Why do I hear Copland in Rake’s Progress? Why do I hear Copland in Previns music? Any music is some of pattern re-fashioning of influences and sounds…. from what has gone before.The success of any music finally falls on what the public wants and will listen to. Nothing else finally matters. All the music academic talks and writings by self styled boffins in the World :about the upholding of supposed current construction standards of music theory, are only of value to get a pass mark or acknowledgment in quarters, that have the time to listen.
Either tried long classes on the significance and meanings of Henry Moores’ sculptures…or the subject of Hogarth’s England!
To the rest of us….. we let our senses do the judgment. The greatest pain in the arse is all this ‘Neo this… Neo that’. Nice terminology stuff though, to jointly dish around / confuse /and impress at some social climbing opera ladies’ benefit auxiliary ‘talk’. Might help those out of a present music job and seeking to ‘network’. And where this de-constructionist chatter fills the air… all that appears is a confused form of morse -code ‘speak’ instead of our human emotions being engaged into any ‘induced forms of feeling’ about the actual music.
As if music itself, is incapable of communicating its own worth, if it in fact.
How noble, is it, for some new classical piece, thought ‘oh -so -academically right’ -be commissioned with some misplaced Grant…. receive a performance or two … then get forgotten – cast into the void of silence for all time, after it bored its listeners shit-less? The history of Music, especially the 20th Century is cluttered with such failures.
Spitting up some movement on a orchestral work, ‘drilling in’ on the use /or combination of certain instruments and then proclaiming genius or alternatively damming and smacking its composer over the head: is being totally disingenuous. Do we actually know why they did it or is it just a form of clever conjecturing; according to our own held pet theories about that composer?
I.E I do expect anyone else to go along with my thought that the Mahler Symphonic Cycle is a continuing thought process- chain from first symphony to the last, touched along the way by his actual life experiences. Does not that orchestral ‘sickening 6 foot drop / crunch’ or the sharp hair-pin rise and fall on the strings at the end of the 1st movement of the Second Symphony mean something? But maybe not….. that is how I find I best personally appreciate him.

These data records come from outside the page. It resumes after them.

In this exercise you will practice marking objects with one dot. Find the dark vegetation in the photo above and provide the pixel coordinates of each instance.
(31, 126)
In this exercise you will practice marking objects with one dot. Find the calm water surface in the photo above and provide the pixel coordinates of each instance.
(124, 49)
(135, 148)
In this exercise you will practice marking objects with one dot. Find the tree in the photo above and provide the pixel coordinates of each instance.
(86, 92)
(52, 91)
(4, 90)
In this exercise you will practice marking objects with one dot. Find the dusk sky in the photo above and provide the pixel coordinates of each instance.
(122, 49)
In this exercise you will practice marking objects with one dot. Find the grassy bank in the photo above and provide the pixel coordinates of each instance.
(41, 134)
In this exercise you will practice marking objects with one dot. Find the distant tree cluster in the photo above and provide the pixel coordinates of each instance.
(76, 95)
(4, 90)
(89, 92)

Yet such thought, is no less valid than all the opinions of the ‘Neo-ites’ put together. Up there in their castles in the air.

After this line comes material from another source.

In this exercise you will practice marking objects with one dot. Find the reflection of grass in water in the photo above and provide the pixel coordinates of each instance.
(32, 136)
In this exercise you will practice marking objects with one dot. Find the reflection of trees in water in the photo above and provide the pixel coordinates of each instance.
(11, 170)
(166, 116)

Let’s not beat around the bush….Vivaldi, or even Mozart was capable amongst their mammoth outputs, to write boring shit. Still do we dwell or pick up a pair of tweezers to try to find a piece here and there of it as finder, and then jump up and down….exclaiming ‘found it’? How juvenile.
Personally, I’m get so bored by snobbery towards Puccini and Tchaikovsky. Butterfly, Boheme, Tosca, Onegin, Nutcracker, the Violin Concerto, the fourth, fifth and sixth symphonies — these are all great, great works and remain undiminished even in comparison to the works of “real” geniuses from Mozart to Stravinsky.
What the FUCK are you babbling on about –at great length– Harry? I recognize the words as English but it might as well be Serbian for all the sense it makes.
I’d add to the Tchaikovsky list Swan Lake and The Sleeping Beauty, both of which blew me away when I saw a production of each in the theater.
I nearly fell of my chair when I read that Pierre Boulez listens to Tchaikovsky when at home, he just doesn’t want to conduct his music.
Kashania, personally, I like Puccini more the more I listen to his work. Fanciulla has become one of my top 5 favorites by any opera composer and I listen to it at least once a week. Re: Bohème, I don’t know … I think I should like but I haven’t discovered a way into it, yet. I’ve actually seen it live (which I haven’t done yet with Fanciulla) and I still felt like I missed something. Tosca and Trittico I like very much, too.